Aboriginal Art
Wednesday, May 18th, 2005Most of the day was dedicated to the New South Wales Art Gallery. I think it can be roughly considered a very good second-line art museum. This means, it is not in the same line with the top museums I’ve seen (like the european Louvre, British-Museum, Prado or Ufizi); but it can easily compete with every museum in Israel, and certainly outruns many many of them and many others.

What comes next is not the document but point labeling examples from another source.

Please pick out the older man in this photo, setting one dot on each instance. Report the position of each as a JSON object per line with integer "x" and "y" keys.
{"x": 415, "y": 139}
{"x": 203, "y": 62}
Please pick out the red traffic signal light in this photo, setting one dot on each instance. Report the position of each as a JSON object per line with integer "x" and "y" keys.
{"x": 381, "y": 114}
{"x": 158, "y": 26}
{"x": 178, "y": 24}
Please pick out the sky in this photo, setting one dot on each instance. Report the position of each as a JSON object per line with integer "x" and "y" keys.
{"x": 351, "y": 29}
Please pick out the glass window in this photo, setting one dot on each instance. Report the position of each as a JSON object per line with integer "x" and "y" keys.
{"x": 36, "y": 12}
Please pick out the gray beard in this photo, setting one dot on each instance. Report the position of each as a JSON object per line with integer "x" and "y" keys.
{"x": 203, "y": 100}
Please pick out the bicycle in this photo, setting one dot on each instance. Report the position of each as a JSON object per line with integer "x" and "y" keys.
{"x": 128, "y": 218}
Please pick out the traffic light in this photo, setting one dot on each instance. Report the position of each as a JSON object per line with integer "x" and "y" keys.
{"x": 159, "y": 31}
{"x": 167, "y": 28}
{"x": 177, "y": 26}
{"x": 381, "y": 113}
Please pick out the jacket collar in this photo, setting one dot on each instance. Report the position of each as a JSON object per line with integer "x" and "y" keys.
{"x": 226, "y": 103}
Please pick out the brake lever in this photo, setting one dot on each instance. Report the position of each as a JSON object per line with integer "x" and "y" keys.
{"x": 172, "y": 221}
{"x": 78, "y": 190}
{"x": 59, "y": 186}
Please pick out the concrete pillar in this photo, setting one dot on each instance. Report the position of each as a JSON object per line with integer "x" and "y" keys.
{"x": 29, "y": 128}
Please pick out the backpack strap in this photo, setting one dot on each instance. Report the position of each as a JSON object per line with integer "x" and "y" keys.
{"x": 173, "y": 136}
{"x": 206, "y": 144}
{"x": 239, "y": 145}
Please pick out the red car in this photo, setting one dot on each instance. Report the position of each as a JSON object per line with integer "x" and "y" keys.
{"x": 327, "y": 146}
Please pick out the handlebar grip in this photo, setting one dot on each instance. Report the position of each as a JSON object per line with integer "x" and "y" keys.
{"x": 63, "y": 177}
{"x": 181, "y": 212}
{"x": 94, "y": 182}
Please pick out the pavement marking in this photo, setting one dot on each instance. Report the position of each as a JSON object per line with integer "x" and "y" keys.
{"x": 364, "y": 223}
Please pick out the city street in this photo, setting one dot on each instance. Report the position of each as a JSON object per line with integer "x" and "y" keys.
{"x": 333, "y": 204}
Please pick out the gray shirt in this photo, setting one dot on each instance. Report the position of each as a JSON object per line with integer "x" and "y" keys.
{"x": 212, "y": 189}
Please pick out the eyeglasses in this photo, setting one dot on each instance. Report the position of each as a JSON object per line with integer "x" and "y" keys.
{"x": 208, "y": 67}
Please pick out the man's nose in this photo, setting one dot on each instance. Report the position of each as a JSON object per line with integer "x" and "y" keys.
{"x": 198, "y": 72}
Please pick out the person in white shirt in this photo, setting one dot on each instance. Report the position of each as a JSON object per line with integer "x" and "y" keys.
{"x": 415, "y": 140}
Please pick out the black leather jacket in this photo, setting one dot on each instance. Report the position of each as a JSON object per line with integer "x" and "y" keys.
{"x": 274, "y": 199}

The museum itself is a nice building, with three floors (They have here something about three-floor-museums). The lowest hosts Aboriginal art. The middle hosts contemporary art. The uppermost hosts Australian art of the 19th and 20th centuries (classic style paintings with strong english influence, and topics such as australian landscapes and interesting portraits), as well as some classics every big art museum holds (there was the essential Van-Gogh, Monet, Pissaro and Touluz-Lutrec; as well as some European paintings from the 16th up to the 19th century, mainly of English painters). I even found there one Yosl-Bergner - it turned out he lived a few years in Australia, during the 1940’s and 1950’s, before he came to Israel.
I concentrated, of course, in the Aboriginal galleries. Their paintings use very thick lines and dots, strong colors, and they use interesting materials, such as Eucaliptus barks instead of canvas. Their topics are also interesting - some of them describe local legends, and some are just abstract figures.
The museum itself is located in the middle of the Royal Botanic Parks, which are very lovely and I had around an hour walk through them, until the rain started again (I think the storm is about to over, though. In the afternoon there was a rainbow in the sky, and there was noticably less rain today than in the past few days).
At the afternoon I had this headeche evolving, so I went back to my hostel and slept for an hour. I also made some laundry there, and now I will go to the Israeli Evening (free Bar-B-Que) Habad house is holding tonight.